Activity Classifications and Faculty Classifications
Classifications are configurable metadata about activities or faculty that are customizable by an individual client. Clients will often want to track data about activities or faculty that aren't included as fields in our default sections. Classifications allow institutions to track those institution-specific fields without having to make fundamental changes to our underlying data spec. Classifications are generally not reportable (i.e., do not appear in report outputs) but can be used to filter how activities appear in reports or on CV templates.
1. Activity Classification
Activity classification, or AC, is a classification that describes an activity. Common use cases for activity classifications include quality indicators (e.g., was this a peer-reviewed article?), flags for whether an activity meets an accreditor requirement (e.g., is this applied or discovery scholarship under AACSB rules?), or indicators of interest to the institution (e.g., did this activity involve undergraduate research work?).
2. Faculty Classification
Faculty classification, or FC, is a classification that describes faculty (users). Unlike activity classifications, faculty classifications are tied to a specific term (e.g., Fall 2018). Examples of faculty classifications might be whether a faculty member is tenure-track, whether the faculty member meets accreditor qualifications to teach, etc.
Scholarly & Creative Productions (Scholarly & Creative Productions)
The Faculty180 team often uses this term to describe scholarly or creative work. This is a reference to the complexity of describing "scholarship" across many different disciplines. Often, we think of a faculty member's scholarly work as a piece of research, such as a journal article or a book. In some disciplines, such as the arts, journalism, or architecture, faculty are not expected to produce original research as such. The term scholarship doesn't even necessarily apply to artistic/creative work like a painting, an exhibition, or a musical recital. Thus, the term Scholarly & Creative Productions gives us a generic way to describe all types of activity related to a faculty member's professional (non-teaching, non-service) activities.
Evaluations in Faculty180
Faculty180 offers its own set of tools to evaluate, review, and tenure faculty. This functionality fulfills a similar role as the Interfolio Review, Promotion, Tenure module, but represents a "case" differently from Review, Promotion & Tenure. In general, the Faculty180 evaluations module represents faculty evaluations in a more templated and process-oriented way, whereas Review, Promotion & Tenure is organized around individual cases that may or may not fit into a larger process.

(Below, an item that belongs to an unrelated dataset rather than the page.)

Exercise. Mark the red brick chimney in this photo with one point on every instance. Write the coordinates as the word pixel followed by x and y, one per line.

Commonly confused elements of Faculty180 evaluations include:
In Faculty180 parlance, an "evaluation" is what would be considered a step in an Review, Promotion & Tenure case. For example, it is the point at which a departmental committee reviews John Smith's tenure application in spring 2018.
2. Evaluation Form
A set of fields attached to a specific evaluation. For example, the evaluation "Departmental Committee Review" in the process "Department of English 2018 Tenure" might have a form for the committee's evaluation of the candidate's service to the department.
3. Evaluation Process
A process is a full set of steps/evaluations; it represents the full set of work required to evaluate one or more faculty members. An example might be "College of Business 2016 Tenure processes."
4. Evaluation Workflow
This is a template for creating processes. An institution might have one workflow for tenure reviews, one for annual reviews, etc., or separate workflows for individual units.